Die Reaktionen: Triers Oberbürgermeister Wolfram Leibe freut sich über den Geldsegen für die beiden Einrichtungen: "Das ist eine gute Nachricht für die Stadt Trier. Die Hochschulen sind wichtige Entwicklungs- und Standortfaktoren. Deshalb haben wir in unserem Zukunftskonzept die Entwicklung der Hochschulen in Abstimmung mit den Präsidenten berücksichtigt." Für die Umsetzung der entsprechenden Projekte und Maßnahmen komme die finanzielle Zuwendung zum richtigen Zeitpunkt.
Weniger euphorisch sieht das Studierendenwerk den Hochschulpakt. Geschäftsführer Andreas Wagner ist vor allem enttäuscht, weil soziale Aspekte nicht als Förderschwerpunkt definiert sind: "Unsere Appelle in diese Richtung sind leider ungehört geblieben."
Bereits im Sommer 2012 hatte der Verwaltungsrat des Studierendenwerkes an die Parteien im Landtag appelliert, sich in den Verhandlungen um den Hochschulpakt III dafür einzusetzen, und diese Bitte im Juli 2014 in einem Schreiben an die Staatskanzlei wiederholt. "Dafür haben wir aus Mainz aber leider eine - wenn auch sehr wohlwollend und freundlich gehaltene - Absage erhalten", bedauert Wagner.

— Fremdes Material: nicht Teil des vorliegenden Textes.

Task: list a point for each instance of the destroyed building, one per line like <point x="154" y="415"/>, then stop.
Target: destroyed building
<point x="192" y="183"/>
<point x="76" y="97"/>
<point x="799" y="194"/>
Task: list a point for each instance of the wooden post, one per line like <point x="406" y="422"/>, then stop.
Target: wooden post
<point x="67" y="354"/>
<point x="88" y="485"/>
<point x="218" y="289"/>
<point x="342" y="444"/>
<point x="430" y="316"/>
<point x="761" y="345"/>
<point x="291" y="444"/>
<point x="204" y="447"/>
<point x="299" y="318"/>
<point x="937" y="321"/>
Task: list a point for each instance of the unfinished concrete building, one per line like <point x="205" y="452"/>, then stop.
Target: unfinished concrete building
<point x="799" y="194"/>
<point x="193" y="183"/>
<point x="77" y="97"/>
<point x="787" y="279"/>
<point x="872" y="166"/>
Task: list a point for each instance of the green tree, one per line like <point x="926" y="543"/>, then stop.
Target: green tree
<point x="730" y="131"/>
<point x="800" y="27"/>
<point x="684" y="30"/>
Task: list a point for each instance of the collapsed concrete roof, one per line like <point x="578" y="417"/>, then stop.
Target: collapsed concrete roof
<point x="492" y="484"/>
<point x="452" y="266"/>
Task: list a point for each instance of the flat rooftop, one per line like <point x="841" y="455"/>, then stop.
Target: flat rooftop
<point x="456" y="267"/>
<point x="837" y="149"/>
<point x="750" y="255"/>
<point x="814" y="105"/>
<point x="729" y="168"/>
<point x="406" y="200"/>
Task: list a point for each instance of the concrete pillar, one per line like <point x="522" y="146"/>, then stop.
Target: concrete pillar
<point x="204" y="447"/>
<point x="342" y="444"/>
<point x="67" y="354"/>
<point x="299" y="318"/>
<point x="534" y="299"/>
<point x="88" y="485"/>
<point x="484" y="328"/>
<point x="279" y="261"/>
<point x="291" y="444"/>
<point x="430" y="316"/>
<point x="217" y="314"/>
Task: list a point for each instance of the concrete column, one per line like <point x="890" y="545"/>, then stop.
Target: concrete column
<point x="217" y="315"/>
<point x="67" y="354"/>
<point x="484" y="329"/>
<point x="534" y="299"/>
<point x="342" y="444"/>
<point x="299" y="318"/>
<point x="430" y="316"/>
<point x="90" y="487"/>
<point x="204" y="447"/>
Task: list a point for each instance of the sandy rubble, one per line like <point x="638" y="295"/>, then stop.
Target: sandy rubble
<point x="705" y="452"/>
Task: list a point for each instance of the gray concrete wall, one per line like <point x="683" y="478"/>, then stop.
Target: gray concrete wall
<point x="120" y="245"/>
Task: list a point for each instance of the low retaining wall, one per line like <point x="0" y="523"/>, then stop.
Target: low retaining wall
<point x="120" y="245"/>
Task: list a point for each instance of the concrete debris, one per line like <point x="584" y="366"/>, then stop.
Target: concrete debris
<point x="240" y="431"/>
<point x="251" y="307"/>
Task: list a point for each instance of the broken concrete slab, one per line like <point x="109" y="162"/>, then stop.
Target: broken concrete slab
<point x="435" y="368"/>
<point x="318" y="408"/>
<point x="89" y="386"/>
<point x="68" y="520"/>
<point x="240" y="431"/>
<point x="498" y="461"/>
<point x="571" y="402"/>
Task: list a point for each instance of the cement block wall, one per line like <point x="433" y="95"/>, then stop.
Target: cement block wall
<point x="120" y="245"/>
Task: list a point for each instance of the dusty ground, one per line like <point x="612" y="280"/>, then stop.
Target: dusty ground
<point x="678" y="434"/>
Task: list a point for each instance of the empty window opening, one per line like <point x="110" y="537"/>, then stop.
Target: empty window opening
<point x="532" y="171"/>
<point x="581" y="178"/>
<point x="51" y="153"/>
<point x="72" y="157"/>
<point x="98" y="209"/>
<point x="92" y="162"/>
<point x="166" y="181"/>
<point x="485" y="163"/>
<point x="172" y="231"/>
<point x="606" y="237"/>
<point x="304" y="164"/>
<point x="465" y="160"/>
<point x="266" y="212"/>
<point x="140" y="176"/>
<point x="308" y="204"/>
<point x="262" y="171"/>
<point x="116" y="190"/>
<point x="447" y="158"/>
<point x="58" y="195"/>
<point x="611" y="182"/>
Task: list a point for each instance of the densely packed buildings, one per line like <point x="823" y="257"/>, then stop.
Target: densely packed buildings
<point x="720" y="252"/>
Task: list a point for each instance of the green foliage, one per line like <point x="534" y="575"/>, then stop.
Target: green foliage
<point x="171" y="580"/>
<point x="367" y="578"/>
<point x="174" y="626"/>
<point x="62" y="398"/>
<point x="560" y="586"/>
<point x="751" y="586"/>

Die Politik: In Wahlkampfzeiten treffen solche Aussagen bei der CDU auf offene Ohren. Die Hochschulen in Rheinland-Pfalz seien chronisch unterfinanziert, schimpft Dorothea Schäfer, hochschulpolitische Sprecherin der CDU-Landtagsfraktion. Der Vorschlag der Christdemokraten, dies zu ändern und den Hochschulen 100 Millionen Euro im Kernhaushalt und kurzfristig 15 Millionen Euro zusätzlich zur Verfügung zu stellen, sei von Rot-Grün abgelehnt worden. Das sei "vollkommener Unsinn", kontert Barbara Schleicher-Rothmund, hochschulpolitische Sprecherin der SPD-Fraktion. "Das Land gibt in diesem Haushaltsjahr mehr als eine Milliarde Euro für die Hochschulen aus. Das ist ein historischer Höchststand." Der Bund müsse sich dennoch weiter an der Hochschulfinanzierung beteiligen.